The thing laughed a deep, rumbling distortion that made the air ripple."Not even close." A chill crept through me."You mean there's something after this?"

"There's always something after," it said. "Death is only one door, Delian. I'm simply offering to show you another."

I didn't like how easily it said that like it was talking about changing seats on a bus instead of crossing the boundaries of existence itself. "So what's the catch?" I asked, even though I already knew there was one. There's always a catch.

The thing tilted its distorted head."I already told you. You help me... and I help you."

It stepped closer, and I could almost feel its grin stretch wider than its face should allow."Accept my offer, Delian Lyren," it said, my name echoing like thunder through the void. "And I will give you the power to never be powerless again."

"Accept your offer, huh?" I said, my voice sounding foreign even to me hoarse, dry, like it came from somewhere else. "For a guy who hates being called Satan, you sure like acting like one."

The thing chuckled.
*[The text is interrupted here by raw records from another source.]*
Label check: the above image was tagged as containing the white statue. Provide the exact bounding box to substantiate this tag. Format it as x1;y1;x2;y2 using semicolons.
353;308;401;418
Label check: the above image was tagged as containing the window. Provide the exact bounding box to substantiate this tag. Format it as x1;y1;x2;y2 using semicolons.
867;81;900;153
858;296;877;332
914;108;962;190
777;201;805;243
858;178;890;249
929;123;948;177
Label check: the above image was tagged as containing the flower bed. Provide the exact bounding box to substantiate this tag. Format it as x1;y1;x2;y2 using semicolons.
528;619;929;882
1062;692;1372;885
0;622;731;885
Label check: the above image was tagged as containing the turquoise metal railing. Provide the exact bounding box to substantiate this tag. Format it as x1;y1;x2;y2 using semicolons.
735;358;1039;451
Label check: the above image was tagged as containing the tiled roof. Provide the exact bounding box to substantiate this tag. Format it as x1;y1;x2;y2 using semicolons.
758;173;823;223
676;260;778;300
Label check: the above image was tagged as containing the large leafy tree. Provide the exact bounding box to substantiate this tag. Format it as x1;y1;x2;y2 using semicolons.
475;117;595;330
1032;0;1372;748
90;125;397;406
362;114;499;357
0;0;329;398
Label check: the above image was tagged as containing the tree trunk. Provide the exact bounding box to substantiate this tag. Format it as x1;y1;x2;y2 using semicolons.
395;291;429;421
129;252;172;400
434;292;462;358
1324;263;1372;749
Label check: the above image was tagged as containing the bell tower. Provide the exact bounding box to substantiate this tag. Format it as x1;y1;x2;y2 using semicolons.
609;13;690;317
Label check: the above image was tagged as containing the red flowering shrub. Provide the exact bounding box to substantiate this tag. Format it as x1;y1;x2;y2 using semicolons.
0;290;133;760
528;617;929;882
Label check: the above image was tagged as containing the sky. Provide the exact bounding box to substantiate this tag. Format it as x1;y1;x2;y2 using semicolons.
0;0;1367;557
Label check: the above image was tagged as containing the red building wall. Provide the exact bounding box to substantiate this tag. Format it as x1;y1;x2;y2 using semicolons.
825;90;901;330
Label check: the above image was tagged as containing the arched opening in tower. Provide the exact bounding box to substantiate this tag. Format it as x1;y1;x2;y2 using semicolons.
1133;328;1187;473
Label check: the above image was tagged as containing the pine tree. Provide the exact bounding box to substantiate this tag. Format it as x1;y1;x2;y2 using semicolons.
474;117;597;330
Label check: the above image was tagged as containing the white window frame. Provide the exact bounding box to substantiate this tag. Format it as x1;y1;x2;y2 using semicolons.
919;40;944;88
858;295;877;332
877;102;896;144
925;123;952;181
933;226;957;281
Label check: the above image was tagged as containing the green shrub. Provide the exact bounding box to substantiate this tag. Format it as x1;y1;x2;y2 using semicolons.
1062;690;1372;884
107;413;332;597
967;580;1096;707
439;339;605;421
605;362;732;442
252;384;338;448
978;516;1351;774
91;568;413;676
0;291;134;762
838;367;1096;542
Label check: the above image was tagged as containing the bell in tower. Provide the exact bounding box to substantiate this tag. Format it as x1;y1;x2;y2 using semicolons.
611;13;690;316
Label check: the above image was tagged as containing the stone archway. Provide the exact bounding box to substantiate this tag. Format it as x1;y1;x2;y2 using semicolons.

The sound crawled across the space low and sharp, scraping against the inside of my head until it made me shudder."I'll let that insult slide this time," it said.

Something about that made my skin crawl, though I couldn't even feel my skin.

"Since you can read my mind," I muttered, "you already know what my answer is."

"Yes."

"If I could move," I said, forcing a weak laugh, "I'd probably shake your hand or something."

"Then why don't you move?"

I blinked. "What?"

"You heard me," it said again, that warped grin never changing.

"I've been trying to since I woke up," I snapped. "I can't."

The thing tilted its head, distortion rippling across its shape like static. "If you can wake up in just a few months, then surely you can move."

For a second, I didn't even understand what it meant. "What are you talking about? I'm trying!"

"You're using your mind," it said calmly. "But you've forgotten your heart."

I stared. "My... what?"

It didn't answer. Just stood there, watching. I tried again, concentrating until my thoughts hurt. I imagined moving standing, raising my hand, something. Nothing happened. My body or whatever counted as one refused to respond.

The thing's voice cut through my frustration. "Let me reframe that, Delian. Think about why. Why did you struggle, and why are you still struggling so hard for?Use those thoughts to get what you want."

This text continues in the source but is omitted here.